Then later they could define & hit their tolerances for orbital mechanics,
fuel budgets, system redundancy.

Same deal with faraday / maxwell / einstein. The experimenter (faraday)
measured & applied new phenomena, then maxwell came up with general laws, then
einstein figured out their implications.

------
daemonk
"Good enough" is often very subjective.

------
combatentropy
The merits of the advice aside, the foundation of his argument and the
headline itself are wrong. What about Platonism? And the Sapir-Whorf
hypothesis needs to die.

I guess this isn't meant to be a serious work of scholarship anyway, with
footnotes like, "For the life of me I can’t remember where I read this."

------
mjevans
There still needs to be a clear understanding of what 'done' is.

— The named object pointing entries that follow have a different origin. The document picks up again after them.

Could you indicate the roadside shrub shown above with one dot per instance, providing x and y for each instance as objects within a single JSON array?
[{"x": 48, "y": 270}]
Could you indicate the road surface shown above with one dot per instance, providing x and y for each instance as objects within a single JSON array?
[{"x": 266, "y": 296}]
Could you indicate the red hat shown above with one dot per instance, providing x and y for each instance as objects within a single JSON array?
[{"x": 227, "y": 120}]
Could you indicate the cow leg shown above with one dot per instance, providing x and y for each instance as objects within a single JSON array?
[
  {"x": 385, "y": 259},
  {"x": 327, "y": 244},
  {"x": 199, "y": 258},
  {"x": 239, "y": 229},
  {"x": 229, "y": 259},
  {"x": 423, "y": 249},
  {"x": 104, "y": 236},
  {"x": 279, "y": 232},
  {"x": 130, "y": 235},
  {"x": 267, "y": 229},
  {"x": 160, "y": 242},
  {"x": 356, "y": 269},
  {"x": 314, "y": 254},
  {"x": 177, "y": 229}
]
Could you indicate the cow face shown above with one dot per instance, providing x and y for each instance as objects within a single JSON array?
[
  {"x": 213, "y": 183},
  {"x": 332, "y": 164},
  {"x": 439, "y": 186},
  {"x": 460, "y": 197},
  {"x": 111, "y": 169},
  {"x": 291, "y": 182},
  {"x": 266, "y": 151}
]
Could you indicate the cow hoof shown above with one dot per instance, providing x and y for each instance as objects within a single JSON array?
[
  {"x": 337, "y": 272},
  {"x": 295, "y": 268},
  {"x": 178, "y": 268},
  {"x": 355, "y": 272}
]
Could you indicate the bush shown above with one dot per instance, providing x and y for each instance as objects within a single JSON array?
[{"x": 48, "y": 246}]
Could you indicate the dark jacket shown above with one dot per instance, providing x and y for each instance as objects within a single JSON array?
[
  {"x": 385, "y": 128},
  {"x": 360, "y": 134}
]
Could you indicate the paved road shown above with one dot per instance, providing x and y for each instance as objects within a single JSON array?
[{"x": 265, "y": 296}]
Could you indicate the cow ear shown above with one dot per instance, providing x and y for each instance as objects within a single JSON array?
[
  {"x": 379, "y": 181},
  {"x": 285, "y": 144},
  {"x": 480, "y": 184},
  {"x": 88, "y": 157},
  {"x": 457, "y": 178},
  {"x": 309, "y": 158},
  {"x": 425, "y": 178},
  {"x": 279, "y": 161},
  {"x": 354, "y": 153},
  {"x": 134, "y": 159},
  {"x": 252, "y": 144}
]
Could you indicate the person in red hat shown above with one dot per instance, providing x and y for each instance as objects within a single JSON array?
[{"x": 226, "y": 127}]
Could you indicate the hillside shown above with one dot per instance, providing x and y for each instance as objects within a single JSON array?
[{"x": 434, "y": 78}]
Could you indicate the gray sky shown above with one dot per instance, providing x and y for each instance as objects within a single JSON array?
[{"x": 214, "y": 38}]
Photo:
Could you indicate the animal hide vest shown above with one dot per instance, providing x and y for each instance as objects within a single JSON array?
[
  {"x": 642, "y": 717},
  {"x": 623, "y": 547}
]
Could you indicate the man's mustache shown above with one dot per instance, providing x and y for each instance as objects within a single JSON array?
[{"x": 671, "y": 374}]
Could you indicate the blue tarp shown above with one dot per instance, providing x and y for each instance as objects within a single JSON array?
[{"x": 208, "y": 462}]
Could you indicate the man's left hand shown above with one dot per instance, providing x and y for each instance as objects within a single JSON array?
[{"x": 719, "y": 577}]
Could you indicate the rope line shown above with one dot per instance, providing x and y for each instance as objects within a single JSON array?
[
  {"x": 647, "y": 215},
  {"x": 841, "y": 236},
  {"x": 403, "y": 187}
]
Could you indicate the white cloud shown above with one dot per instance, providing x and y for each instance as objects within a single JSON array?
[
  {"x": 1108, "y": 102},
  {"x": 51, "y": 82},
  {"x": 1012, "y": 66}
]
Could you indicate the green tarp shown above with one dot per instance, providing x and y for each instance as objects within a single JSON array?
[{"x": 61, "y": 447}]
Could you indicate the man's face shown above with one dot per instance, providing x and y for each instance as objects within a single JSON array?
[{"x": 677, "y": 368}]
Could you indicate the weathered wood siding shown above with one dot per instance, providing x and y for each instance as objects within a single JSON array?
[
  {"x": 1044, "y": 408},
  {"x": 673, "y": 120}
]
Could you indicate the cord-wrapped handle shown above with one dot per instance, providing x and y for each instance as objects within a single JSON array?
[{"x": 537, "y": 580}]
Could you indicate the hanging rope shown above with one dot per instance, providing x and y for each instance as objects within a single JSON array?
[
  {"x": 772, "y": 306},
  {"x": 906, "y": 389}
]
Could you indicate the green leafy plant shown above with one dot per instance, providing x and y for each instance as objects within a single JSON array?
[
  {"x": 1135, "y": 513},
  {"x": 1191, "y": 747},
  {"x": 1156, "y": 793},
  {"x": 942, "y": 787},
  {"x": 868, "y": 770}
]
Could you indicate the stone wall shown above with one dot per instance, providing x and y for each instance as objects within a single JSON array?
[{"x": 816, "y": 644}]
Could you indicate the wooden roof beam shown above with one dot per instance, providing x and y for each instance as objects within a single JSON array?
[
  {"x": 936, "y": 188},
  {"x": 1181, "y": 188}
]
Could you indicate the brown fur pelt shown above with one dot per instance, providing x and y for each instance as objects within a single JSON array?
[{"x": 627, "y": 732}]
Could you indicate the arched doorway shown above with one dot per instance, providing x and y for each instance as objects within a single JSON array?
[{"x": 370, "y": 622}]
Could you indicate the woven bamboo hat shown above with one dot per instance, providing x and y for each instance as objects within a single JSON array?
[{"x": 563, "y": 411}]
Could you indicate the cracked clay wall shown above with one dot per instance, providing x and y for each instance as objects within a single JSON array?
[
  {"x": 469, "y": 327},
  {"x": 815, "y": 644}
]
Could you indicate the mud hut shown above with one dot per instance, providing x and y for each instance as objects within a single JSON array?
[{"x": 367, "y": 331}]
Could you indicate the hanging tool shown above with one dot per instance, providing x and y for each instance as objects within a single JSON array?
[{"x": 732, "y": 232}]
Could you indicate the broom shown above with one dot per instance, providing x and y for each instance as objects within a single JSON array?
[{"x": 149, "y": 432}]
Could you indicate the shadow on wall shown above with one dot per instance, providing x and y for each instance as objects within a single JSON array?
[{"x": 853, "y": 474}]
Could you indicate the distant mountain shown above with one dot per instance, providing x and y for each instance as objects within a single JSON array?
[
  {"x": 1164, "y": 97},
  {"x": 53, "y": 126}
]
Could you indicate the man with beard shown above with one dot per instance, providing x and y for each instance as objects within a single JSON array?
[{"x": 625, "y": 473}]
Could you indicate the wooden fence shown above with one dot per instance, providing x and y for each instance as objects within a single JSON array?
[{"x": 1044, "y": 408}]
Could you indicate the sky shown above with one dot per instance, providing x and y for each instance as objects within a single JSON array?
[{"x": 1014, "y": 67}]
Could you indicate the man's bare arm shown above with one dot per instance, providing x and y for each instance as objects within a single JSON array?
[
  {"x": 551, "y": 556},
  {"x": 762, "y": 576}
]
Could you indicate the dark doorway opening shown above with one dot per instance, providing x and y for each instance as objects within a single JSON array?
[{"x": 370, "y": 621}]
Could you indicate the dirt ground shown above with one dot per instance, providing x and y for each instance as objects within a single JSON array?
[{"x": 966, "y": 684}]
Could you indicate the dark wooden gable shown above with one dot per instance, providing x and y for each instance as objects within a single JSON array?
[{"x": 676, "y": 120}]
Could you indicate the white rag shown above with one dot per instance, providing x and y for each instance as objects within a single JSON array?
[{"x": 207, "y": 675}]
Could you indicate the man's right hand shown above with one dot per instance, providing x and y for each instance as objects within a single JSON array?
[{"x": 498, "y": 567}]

By my reading the old definition of 'perfect' is "fulfills the important
criteria of being done".

For a boat that meant "didn't sink" (so done is like completed, while perfect
is 'completed and useful').

------
acscott
If everything is always changing, then the perfect happens only one moment in
time and the next moment the perfect is gone. Secondly, you can only influence
things to perfection and when they hit perfect, you got lucky. You cannot make
it happen. With design, there must be some way to be objective to evaluate a
design. If there is no objective, then how can you establish, know and
recognize what is perfect?

A witty saying proves nothing -- Voltaire.